How we monitor Monzo

(Beatrice Borbon) #1

Earlier this week we shared our Reliability Report, which shows that we’ve made Monzo more reliable in the last 12 months and explains how we’ve done it.

Monitoring helps us make sure everything’s working as expected, and alerts us when things do go wrong.

If you’ve ever wondered how we do it, Platform Team lead Chris digs into the details here :point_down:

(I'll flag any comment for 50p) #2

hundreds of servers:thinking: :face_with_monocle:

Pics or it’s lies :eyes:

(Andy) #3

Ah and hundreds of physical servers or a few physical servers running hundreds of virtualised instances? :smirk:

(I'll flag any comment for 50p) #4

I want it to be physical but it’s obvs gonna be virtual :frowning_face: :joy_cat:

(Peter Shillito) #5

(Tim) #7

While we do have some hardware in physical data centers to interconnect with payment schemes, most of our servers are virtual servers running on EC2, Amazon’s cloud.

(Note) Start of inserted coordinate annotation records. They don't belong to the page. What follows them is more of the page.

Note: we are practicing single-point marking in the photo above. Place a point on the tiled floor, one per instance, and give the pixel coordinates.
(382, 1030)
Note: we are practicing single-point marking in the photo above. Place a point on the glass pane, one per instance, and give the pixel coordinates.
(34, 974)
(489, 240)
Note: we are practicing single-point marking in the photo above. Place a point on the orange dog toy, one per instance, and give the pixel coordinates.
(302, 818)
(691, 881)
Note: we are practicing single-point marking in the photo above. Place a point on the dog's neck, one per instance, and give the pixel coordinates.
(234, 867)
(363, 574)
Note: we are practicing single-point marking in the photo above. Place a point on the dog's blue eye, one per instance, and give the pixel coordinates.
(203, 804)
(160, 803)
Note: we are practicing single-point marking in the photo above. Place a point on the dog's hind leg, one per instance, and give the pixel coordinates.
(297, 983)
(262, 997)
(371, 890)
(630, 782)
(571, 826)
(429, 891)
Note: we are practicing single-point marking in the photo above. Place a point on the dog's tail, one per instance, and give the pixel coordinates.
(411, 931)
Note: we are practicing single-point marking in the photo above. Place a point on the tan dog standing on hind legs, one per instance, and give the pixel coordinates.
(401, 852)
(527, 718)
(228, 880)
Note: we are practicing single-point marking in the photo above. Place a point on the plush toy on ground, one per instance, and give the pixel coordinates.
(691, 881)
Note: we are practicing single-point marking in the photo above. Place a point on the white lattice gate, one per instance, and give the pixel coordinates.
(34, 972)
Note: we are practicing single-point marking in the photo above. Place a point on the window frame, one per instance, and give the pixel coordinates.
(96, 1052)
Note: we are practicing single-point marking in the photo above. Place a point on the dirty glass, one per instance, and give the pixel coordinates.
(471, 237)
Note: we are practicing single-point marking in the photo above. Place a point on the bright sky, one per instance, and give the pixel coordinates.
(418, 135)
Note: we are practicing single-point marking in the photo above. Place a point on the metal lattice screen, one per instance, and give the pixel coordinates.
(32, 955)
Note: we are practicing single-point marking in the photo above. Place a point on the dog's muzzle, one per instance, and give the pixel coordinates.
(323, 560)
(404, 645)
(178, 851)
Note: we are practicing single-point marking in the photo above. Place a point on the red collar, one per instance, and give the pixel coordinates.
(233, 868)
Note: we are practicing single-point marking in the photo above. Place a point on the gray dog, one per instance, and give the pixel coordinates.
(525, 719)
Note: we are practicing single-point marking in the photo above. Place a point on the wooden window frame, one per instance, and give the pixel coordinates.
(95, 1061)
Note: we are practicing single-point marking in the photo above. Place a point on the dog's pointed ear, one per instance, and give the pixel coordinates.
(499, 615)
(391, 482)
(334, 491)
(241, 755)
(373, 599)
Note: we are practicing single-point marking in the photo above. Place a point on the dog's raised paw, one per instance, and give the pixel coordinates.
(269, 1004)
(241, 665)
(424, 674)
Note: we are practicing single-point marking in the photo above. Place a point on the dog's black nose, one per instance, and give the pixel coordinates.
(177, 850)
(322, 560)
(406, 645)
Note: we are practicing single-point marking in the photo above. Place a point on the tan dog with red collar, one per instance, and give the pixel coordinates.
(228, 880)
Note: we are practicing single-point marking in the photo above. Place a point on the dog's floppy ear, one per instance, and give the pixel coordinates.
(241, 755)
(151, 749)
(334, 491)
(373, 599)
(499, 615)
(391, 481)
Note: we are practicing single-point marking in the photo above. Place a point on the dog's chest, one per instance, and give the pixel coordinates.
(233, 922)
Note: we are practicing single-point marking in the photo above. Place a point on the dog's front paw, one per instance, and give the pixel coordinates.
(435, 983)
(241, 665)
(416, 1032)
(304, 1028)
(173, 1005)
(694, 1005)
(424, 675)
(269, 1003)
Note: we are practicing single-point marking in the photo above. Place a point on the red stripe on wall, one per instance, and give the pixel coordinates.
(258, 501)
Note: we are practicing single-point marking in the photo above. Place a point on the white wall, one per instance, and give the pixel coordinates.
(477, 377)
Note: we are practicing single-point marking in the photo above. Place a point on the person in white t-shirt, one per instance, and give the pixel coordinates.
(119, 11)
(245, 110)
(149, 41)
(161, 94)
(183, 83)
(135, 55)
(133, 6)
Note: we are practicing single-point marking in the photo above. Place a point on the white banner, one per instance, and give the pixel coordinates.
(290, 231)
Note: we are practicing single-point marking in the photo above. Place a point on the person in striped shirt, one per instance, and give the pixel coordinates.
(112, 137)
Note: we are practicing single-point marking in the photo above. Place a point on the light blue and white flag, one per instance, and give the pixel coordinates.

Most of these servers are Kubernetes “worker” nodes. Each of these workers runs many different microservices, each in its own container. So we have containers on top of virtual servers on top of physical servers in a few Amazon data centers somewhere…

(Kelvin Papp) #8

Why do you “want” it to be physical?! :slight_smile:

(Andy) #9

Because a bank of physical servers with lots of cables and lights is nerd heaven :nerd_face:

(I'll flag any comment for 50p) #10

^^^ This, very much this

(Peter Roberts) #11

Only if the cable management is good otherwise it’s hell

(Daniel Chatfield) #12

Hundreds of virtualised servers running thousands of containers.

(Jorge) #13

Wow that blog post brings loads of questions to mind. Can we nominate Chris for the next Q&A? @simonb

(Chris) #14

On holiday for a week but happy to answer anything when I get back :slightly_smiling_face:

(Pete Leese) #15

This is great, just rolling out Prometheus and Thanos across my cloud.

Any chance you can share some further details of your custom template for slack notifications along with details on rules fetcher?

Sounds like a missing piece of the puzzle for my implementation :slight_smile: